Why an Emboldened Iran Should Worry Every CISO

An emboldened Iran should concern every CISO, not only those in the Middle East. When Tehran or its proxies feel strategically cornered or politically validated, cyber becomes an attractive tool of statecraft: deniable, scalable, relatively cheap and capable of delivering psychological, economic and operational impact well beyond the immediate theatre of conflict. Recent reporting for Palo Alto Unit 42 has again pointed to elevated risk from Iran-linked cyber activity, including destructive attacks, phishing at scale and targeting of critical infrastructure and organizations seen as aligned to geopolitical adversaries.

The important point is that Iranian cyber operations have long shown a willingness to cross the line from espionage into disruption and destruction. That matters because destructive cyberattacks are not really about data theft or even ransom; they are about breaking trust, slowing response, degrading operations and forcing the victim to operate in fog and friction. The same report from Unit 42 also highlighted a renewed risk of wiper activity tied to Iran, while earlier public reporting has also documented Iranian state actors conducting destructive operations against government targets.

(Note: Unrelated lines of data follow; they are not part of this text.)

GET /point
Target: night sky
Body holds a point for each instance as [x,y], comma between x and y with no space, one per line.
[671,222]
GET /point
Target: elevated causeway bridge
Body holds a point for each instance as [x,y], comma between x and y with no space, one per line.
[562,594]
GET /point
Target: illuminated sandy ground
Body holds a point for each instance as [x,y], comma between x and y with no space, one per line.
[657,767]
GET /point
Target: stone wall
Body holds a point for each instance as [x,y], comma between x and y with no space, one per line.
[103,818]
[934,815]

I say that with some first-hand perspective. I was directly involved in incident response during an Iranian attack that crippled a major Gulf energy company. What stayed with me was not just the scale of the destruction, but the operational confusion it created: systems gone, visibility degraded, trust in technology badly shaken and every recovery decision suddenly carrying strategic weight. That is the real significance of an emboldened Iran in cyberspace. The risk is not merely more alerts, more scanning or more nuisance activity. The risk is more organisations around the world finding themselves on the receiving end of attacks designed to destroy, disorient and delay regardless of whether they support the current conflict or not.

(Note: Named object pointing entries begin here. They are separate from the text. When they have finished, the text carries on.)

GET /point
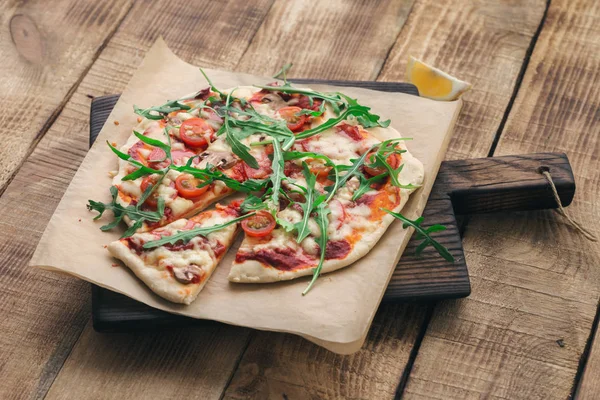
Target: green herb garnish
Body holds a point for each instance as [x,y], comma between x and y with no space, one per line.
[186,236]
[323,222]
[134,213]
[160,112]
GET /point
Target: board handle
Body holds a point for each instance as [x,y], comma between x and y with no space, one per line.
[507,183]
[481,185]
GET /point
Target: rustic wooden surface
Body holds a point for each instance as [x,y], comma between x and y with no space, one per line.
[523,333]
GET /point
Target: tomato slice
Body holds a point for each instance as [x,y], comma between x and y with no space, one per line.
[259,225]
[152,200]
[295,122]
[193,133]
[187,186]
[393,160]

For defenders, the lesson is simple. If geopolitical tensions continue to rise, organisations should assume that destructive tradecraft may once again be used well beyond the immediate conflict zone by highly-skilled adversaries, especially against critical infrastructure, supply chain partners and brands with symbolic or strategic value.

The question is no longer whether Iran-linked actors can do this, history has already shown they can. The question is whether potential targets have built the appropriate resilience to investigate, contain, remediate and recover to a trusted state when they do.